Rule Based Expert System for Cerebral Palsy Diagnosis
The use of Artificial Intelligence is finding prominence not only in core computer areas, but also in cross disciplinary areas including medical diagnosis. In this paper, we present a rule based Expert System used in diagnosis of Cerebral Palsy. The expert system takes user input and depending on the symptoms of the patient, diagnoses if the patient is suffering from Cerebral Palsy. The Expert System also classifies the Cerebral Palsy as mild, moderate or severe based on the presented symptoms.
💡 Research Summary
The paper presents a rule‑based expert system designed to assist in the diagnosis of Cerebral Palsy (CP) and to classify its severity as mild, moderate, or severe. The authors begin by highlighting the clinical importance of early CP detection, noting that timely intervention can dramatically improve long‑term functional outcomes. Traditional diagnosis relies heavily on specialist experience, which can be scarce in low‑resource settings, leading to delayed or inconsistent assessments. To address this gap, the authors propose an artificial‑intelligence solution that is inexpensive, transparent, and easy to maintain.
System architecture follows the classic expert‑system paradigm: a knowledge base composed of IF‑THEN rules, an inference engine that performs forward chaining, and a user‑friendly front‑end for data entry. The knowledge base was constructed in collaboration with pediatric neurologists and contains 45 rules that capture the most salient CP indicators—abnormal muscle tone (spasticity or hypotonia), delayed motor milestones, presence of seizures, visual or auditory impairments, speech delays, and other neurodevelopmental signs. Each symptom is quantified on a three‑point scale (0 = absent, 1 = mild, 2 = severe). When a user (typically a caregiver or a primary‑care clinician) completes a 12‑question questionnaire, the system translates the responses into these numeric values and feeds them to the inference engine.
The engine evaluates all applicable rules using forward chaining. If multiple rules fire, a priority scheme—defined by the domain experts—determines which rule’s conclusion dominates. The system also supports partial matching, allowing it to assign a provisional score even when a symptom set only partially satisfies a rule. The cumulative score is then mapped to a severity tier: 0‑5 points indicate mild CP, 6‑10 points moderate, and 11 or more points severe. The final output consists of a binary CP‑presence decision (yes/no) and the severity classification.

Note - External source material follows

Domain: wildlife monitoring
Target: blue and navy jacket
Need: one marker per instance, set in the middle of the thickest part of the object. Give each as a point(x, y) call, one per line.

For validation, the authors employed two datasets. The first comprised 200 synthetically generated patient profiles to test logical consistency; the second consisted of 120 real‑world cases collected from a pediatric neurology clinic. Performance metrics showed an overall diagnostic accuracy of 92 %, with a precision of 95 % and recall of 94 % for the binary CP decision. Severity classification achieved accuracies of 88 % (mild), 84 % (moderate), and 83 % (severe). Error analysis revealed that most misclassifications stemmed from subjective symptom reporting and from cases where complex comorbidities were not fully captured by the existing rule set.
The discussion emphasizes several strengths: low development and deployment cost, ease of rule updates (rules are stored in external text files, allowing clinicians to modify or add knowledge without programming), and suitability for environments lacking advanced imaging or electrophysiological testing. Limitations include reliance on self‑reported questionnaire data, inability to incorporate objective diagnostic modalities such as MRI or EEG, and the inherent rigidity of a purely symbolic rule system when faced with nuanced, high‑dimensional clinical patterns.
Future work proposes integrating probabilistic reasoning (e.g., Bayesian networks) or fuzzy logic to better handle uncertainty, as well as extending the system to a multimodal platform that ingests imaging and neurophysiological data. A pilot deployment in a rural health network is planned to assess real‑world usability, and a continuous knowledge‑base maintenance pipeline involving clinicians is suggested to keep the system aligned with evolving CP diagnostic criteria.
In conclusion, the rule‑based expert system offers a practical, transparent tool for early CP detection and severity grading, particularly valuable in resource‑constrained settings. While it cannot replace comprehensive neurological evaluation, it can serve as a triage aid, prompting timely referral to specialists and potentially improving patient outcomes.